【2025年スパ関】地域と地球の再生インフラをつくる。ビジョン実装のプロ・シオタさんとの壁打ちレポート
2026.03.09
2023年7月から高知県日高村で始まった「スーパー関係人口創出メンター制度(通称:スパ関制度)」とは、地域課題解決に必要な 「ナレッジ」や「スキル」や「つながり」を持つ県外在住のプロフェッショナルな方に関わってもらい、地域おこし協力隊の事業を支援してもらう仕組み。
その仕組みを利用して学びを促進する『実践型・ワークショップ会』をスタートしました。
多数の企業のブランディングや新規事業開発・サービス開発に携わっているビジョン実装のプロのシオタアツシさんの講座では、ひだか林業を立ち上げた地域おこし協力隊OBの小川さんの事業を題材に壁打ちを行いました。実際に講座を受け、事業にどのような変化があったのか、小川さんのレポートを紹介します。

林業との出会い
こんにちは。
元日高村地域おこし協力隊員の小川稔です。
もともとは東京暮らし。地域おこし協力隊員として高知県日高村に移住してきたのが、私と林業の出会いでした。
林業の経験はゼロ、しかも林業会社も組合もない村への挑戦。「本当に大丈夫かな」という不安と、「面白そうだ」というワクワクが入り混じったまま、それでも飛び込んでみました。今思えば、あのドキドキが全ての出発点だったと思います。

それから地道に人工林の間伐を続け、気づけば林業家として日高村の山と向き合う日々が当たり前になっていました。
日高村は、人口約5,000人弱の小さな村です。豊かな山林に囲まれながら、その恵みを十分に活かしきれていない現実がある。
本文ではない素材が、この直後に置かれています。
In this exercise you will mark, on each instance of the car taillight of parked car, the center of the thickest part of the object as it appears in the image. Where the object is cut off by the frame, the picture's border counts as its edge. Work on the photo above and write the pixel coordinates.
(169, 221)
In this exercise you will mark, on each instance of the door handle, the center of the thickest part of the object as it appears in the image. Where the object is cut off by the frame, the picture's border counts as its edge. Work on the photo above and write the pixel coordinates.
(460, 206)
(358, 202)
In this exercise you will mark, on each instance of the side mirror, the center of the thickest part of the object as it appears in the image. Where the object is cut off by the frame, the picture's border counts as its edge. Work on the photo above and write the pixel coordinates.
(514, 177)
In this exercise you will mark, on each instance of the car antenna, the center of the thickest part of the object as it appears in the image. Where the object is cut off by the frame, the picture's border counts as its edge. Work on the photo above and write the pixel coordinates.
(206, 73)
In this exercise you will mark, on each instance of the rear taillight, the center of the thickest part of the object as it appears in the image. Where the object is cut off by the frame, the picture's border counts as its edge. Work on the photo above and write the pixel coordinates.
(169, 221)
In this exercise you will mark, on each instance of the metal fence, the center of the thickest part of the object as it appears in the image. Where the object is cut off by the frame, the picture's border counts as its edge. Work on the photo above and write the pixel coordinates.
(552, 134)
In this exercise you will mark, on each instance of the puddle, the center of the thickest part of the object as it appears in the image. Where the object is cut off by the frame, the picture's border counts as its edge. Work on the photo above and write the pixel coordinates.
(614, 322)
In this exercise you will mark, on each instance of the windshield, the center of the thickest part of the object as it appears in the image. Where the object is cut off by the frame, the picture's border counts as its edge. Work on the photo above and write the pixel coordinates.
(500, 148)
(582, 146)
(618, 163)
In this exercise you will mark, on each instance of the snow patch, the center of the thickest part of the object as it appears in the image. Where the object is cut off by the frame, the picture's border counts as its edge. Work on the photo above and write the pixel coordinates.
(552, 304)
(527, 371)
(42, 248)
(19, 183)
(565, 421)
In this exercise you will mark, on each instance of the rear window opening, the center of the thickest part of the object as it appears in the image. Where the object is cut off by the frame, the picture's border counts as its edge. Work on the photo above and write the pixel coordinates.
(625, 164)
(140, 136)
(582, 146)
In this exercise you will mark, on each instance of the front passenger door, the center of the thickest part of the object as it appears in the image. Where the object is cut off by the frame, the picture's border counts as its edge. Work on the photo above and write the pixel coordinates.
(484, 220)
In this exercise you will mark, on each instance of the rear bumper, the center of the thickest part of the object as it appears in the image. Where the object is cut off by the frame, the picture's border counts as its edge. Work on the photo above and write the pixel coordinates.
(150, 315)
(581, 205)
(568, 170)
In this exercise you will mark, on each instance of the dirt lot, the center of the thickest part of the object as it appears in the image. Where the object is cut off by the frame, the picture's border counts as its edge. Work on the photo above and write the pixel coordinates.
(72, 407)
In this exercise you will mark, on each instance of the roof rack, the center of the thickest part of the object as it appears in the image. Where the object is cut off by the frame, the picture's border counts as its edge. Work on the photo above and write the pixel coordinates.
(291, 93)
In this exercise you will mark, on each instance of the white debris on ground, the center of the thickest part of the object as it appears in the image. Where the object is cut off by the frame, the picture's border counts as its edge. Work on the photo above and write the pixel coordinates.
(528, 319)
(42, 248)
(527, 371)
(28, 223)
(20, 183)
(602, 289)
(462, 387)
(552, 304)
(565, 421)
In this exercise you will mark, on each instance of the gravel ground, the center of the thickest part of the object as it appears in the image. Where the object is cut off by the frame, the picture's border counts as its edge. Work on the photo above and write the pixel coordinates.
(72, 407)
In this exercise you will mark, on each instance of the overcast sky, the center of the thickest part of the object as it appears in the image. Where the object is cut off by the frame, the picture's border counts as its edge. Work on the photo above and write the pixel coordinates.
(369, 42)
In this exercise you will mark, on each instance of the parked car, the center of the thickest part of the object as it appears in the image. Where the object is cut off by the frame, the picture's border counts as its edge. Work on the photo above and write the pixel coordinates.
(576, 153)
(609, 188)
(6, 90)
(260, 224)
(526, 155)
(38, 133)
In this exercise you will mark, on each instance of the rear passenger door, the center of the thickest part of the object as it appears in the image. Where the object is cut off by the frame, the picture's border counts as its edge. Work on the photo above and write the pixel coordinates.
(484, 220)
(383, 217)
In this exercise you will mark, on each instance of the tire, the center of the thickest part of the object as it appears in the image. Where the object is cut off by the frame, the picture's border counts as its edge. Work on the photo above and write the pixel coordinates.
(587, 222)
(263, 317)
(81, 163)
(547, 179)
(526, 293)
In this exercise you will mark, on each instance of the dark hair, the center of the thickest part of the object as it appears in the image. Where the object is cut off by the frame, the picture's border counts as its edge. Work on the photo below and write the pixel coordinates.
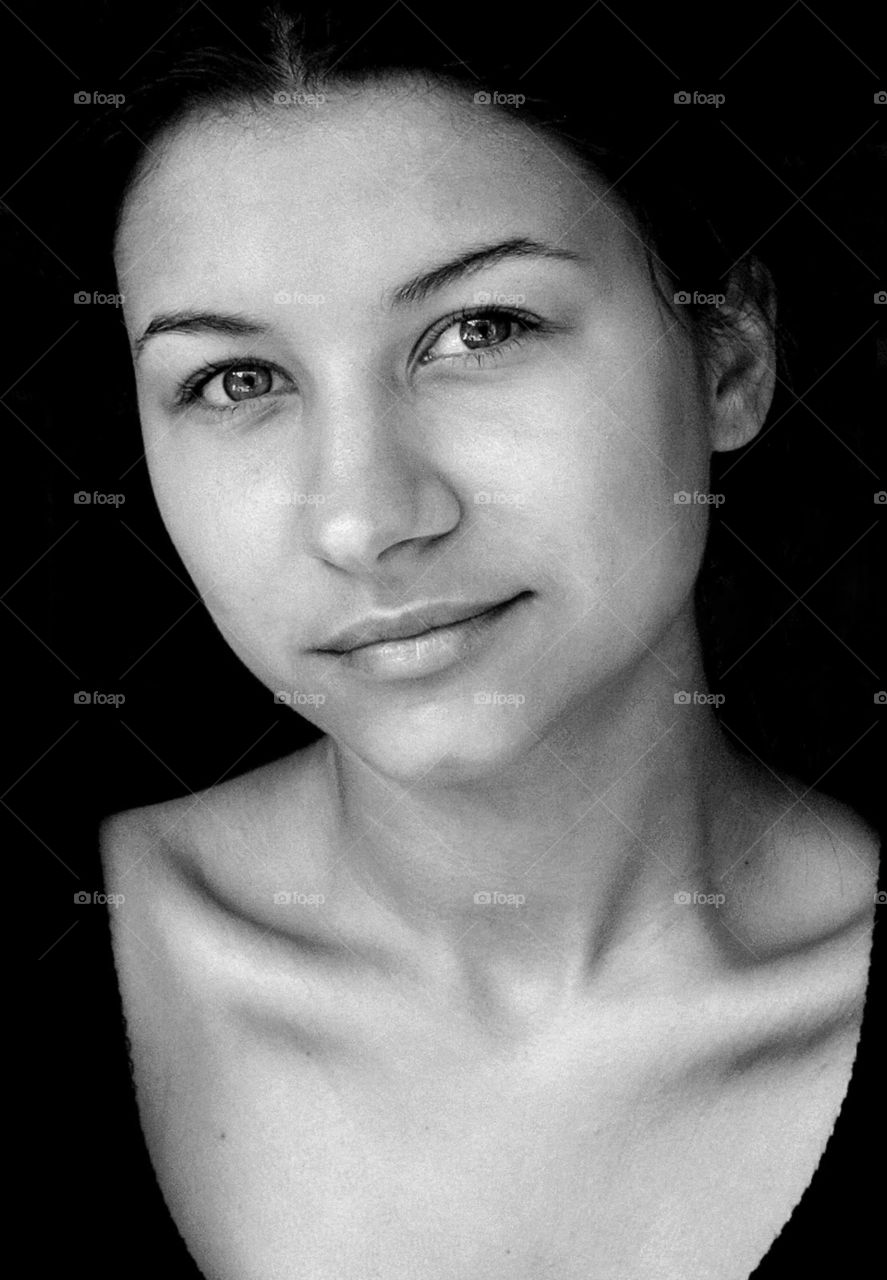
(215, 62)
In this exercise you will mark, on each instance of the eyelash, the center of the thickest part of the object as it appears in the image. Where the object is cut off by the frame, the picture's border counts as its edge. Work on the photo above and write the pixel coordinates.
(190, 393)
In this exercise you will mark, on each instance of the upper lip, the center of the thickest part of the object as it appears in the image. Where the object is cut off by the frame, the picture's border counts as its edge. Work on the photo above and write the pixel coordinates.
(408, 622)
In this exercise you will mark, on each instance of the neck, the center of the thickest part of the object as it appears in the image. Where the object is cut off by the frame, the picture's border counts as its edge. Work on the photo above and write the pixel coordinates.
(547, 864)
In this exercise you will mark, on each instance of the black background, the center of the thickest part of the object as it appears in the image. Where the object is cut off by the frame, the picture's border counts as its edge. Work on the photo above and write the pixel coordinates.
(97, 599)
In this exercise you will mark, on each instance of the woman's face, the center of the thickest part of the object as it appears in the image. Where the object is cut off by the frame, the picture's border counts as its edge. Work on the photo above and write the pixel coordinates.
(375, 452)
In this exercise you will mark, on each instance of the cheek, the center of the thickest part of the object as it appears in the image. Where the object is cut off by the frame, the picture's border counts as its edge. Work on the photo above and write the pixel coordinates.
(609, 455)
(223, 522)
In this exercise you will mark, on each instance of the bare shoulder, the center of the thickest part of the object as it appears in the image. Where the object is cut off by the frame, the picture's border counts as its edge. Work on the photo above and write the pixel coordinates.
(808, 872)
(241, 816)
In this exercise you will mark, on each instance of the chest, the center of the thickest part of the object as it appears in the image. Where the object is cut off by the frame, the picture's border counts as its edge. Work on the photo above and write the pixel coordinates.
(286, 1152)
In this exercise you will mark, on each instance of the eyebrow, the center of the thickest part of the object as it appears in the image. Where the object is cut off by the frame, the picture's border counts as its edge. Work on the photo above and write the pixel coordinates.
(414, 291)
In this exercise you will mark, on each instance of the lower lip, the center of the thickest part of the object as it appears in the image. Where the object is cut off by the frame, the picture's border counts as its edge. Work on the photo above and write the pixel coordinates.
(431, 652)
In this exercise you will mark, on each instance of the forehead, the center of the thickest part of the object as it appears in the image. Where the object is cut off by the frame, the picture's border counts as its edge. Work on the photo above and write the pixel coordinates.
(360, 190)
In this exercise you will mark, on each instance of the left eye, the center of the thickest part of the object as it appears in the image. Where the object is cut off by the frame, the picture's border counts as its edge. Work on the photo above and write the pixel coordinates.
(479, 334)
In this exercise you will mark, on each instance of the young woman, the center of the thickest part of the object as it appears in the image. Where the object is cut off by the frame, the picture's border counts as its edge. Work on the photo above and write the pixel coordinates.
(521, 969)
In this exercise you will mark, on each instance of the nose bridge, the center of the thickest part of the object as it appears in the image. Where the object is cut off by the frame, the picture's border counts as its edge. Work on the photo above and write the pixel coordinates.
(369, 483)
そういう地域の課題を、私はずっと目の前で見てきました。

なかでも力を入れているのが、「山仙プール式炭化炉」を使った粉炭(バイオ炭)の製造です。
化石燃料を一切使わずに多様な有機物を高品質な炭へと変えられるこの技術には、農業用肥料から環境浄化まで、まだ誰も掘り切れていない可能性が眠っていると感じています。
抱えていた葛藤
ワークショップを受ける前、私は大きな壁にぶつかっていました。「粉炭」や「炭化炉」という言葉は、どうしても一般の方にはイメージしにくい。
どんなに優れた技術でも、具体性に欠けるビジョンは外からは見えません。「見えないものは広がらない」というそのもどかしさの中で、理念がだんだん薄っぺらになっていくような怖さも感じていました。
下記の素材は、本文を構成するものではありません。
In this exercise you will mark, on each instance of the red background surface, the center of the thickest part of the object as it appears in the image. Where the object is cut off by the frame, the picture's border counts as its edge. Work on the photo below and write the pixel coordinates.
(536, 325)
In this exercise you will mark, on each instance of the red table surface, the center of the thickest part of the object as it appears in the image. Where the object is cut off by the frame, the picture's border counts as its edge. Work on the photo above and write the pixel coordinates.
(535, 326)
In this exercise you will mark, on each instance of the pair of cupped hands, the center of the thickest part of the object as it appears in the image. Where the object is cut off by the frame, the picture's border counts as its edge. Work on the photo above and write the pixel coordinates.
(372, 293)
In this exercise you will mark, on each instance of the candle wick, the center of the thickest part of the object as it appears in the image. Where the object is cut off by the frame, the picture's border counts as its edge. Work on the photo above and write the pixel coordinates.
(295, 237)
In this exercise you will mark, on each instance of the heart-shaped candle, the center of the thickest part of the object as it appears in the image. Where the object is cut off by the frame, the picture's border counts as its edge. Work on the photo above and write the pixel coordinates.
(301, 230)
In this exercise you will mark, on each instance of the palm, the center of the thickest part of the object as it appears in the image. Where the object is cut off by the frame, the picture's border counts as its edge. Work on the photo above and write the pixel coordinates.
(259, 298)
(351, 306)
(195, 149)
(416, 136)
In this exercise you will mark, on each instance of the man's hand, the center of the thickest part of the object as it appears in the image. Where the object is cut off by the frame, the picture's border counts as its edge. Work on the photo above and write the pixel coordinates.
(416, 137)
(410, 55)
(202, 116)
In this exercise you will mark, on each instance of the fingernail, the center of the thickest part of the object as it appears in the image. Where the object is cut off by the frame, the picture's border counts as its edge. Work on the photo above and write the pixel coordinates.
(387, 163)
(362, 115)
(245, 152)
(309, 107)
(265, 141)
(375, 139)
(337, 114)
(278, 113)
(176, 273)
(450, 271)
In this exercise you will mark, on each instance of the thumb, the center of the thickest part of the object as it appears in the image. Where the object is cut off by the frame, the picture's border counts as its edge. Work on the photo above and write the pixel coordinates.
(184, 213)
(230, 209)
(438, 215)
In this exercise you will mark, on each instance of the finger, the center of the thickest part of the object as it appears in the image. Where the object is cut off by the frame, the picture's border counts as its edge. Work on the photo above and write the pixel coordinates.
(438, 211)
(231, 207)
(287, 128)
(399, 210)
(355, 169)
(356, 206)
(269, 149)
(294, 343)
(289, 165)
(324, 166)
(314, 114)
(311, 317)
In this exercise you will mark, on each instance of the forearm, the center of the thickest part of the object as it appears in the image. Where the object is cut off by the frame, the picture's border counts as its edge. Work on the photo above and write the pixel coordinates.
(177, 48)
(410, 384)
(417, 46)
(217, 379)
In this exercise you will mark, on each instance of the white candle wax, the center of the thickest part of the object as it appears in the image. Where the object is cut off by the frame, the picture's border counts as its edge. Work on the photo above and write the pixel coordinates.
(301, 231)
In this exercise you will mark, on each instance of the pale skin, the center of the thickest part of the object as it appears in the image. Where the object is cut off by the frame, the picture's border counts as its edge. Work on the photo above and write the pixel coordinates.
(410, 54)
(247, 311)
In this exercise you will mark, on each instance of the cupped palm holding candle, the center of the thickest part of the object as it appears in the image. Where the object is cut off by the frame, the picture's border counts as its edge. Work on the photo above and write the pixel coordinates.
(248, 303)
資金調達の場でも、行政との対話の場でも、「粉炭って?何に使えるの?」という問いの連続に、技術への自信はあるが、それを言葉に変える力が足りていなかったのです。
「粉炭は日高村を、世の中をどう変えていくのか」。その問いに、ちゃんと言葉で答えられていなかったのです。
言語化の基礎から学ぶ
シオタアツシさんによる講座は、経営理論の講義というより、「言葉の強度」を実際に手を動かして磨いていくものでした。
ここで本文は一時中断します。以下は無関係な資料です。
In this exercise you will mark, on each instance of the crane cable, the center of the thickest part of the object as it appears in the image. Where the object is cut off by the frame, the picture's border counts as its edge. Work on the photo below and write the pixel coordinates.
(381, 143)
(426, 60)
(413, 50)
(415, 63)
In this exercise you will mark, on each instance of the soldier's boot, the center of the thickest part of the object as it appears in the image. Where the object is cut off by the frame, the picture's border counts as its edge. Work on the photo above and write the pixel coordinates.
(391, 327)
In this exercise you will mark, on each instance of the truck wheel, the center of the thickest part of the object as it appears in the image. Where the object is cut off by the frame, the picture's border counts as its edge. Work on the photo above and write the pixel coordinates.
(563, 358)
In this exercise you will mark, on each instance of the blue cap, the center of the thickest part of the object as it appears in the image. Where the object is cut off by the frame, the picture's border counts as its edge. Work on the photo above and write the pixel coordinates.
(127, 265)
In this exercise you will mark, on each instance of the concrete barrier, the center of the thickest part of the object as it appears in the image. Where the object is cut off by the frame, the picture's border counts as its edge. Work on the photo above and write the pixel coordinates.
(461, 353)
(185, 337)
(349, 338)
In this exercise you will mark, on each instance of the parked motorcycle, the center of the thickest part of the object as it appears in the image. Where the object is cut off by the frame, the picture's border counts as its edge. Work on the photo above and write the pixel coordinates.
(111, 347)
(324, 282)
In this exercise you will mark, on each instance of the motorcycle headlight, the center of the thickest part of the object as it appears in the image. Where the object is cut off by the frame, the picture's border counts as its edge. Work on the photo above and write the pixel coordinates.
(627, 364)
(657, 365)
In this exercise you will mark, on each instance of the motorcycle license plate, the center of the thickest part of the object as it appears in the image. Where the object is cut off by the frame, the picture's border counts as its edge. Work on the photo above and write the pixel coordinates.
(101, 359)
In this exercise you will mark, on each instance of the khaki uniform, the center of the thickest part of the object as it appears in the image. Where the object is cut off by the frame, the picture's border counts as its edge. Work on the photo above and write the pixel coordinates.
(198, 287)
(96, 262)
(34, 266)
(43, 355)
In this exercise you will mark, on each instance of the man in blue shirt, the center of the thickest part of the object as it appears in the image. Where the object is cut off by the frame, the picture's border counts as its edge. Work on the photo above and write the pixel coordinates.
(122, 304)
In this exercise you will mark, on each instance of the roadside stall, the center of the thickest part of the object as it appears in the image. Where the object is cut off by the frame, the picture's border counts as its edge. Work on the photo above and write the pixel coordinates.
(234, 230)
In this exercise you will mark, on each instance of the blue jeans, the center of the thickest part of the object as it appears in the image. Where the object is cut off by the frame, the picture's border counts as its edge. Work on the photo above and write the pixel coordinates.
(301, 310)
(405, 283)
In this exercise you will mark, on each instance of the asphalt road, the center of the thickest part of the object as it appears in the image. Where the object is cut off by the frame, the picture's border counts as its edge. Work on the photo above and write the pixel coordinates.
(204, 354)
印象的だったのは、「I LOVE YOU を自分らしく翻訳する」というワークです。「誰のために、どうしたいか」、そういう「意志」が乗って初めて、言葉は自分のものになる。そのことを体感として学びました。
また、Mission・Vision・Value・Purposeを整理する「理念体系の言語化フレーム」を使い、パタゴニアやスノーピークなどの事例を参考にしながら、自社の構造を改めて解剖しました。
他社の事例を見ながら「なぜこの言葉でなければいけないのか」を考える時間は、自分たちの事業を外から眺め直す貴重な機会でもありました。
最後には、チームやAIと一緒に「ひだか林業」の理念を言語化するグループワークに挑みました。
講座を受けて変わったこと
最大の変化は、理念の位置づけが変わったことです。
これまでは「炭を作って売る」というプロダクト視点が中心でした。でも今は、私たちは「山と人の仲介者」なんだという感覚があります。ワークショップを通じて、そこに気づかされました。
セッションで提示された「たたき台」では、ひだか林業を「地域と地球の再生インフラ」と定義し、バイオチャコールを通じて地域の自然と暮らしを再生する「木の駅(CARBON CYCLE STATION)」をつくるという未来像が描かれました。読んだとき、素直にワクワクしました。
言葉に強度が生まれると、事業の広がりが自分でもはっきりと見えてくるというそんな体験でした。
日本中に再生可能な村を増やす
これからは、言語化したビジョンを実際に社会へ実装していくフェーズです。
日高村の"木の駅"を、すべての村を再生可能にする「CARBON CYCLE STATION」のモデルケースとして確立し、日本中、そして世界の地域課題を解決する存在へ、その決意は、ワークショップを経てより確かなものになりました。
まずは足元の日高村から。でも、視線の先はいつも地球全体に向けていたいと思っています。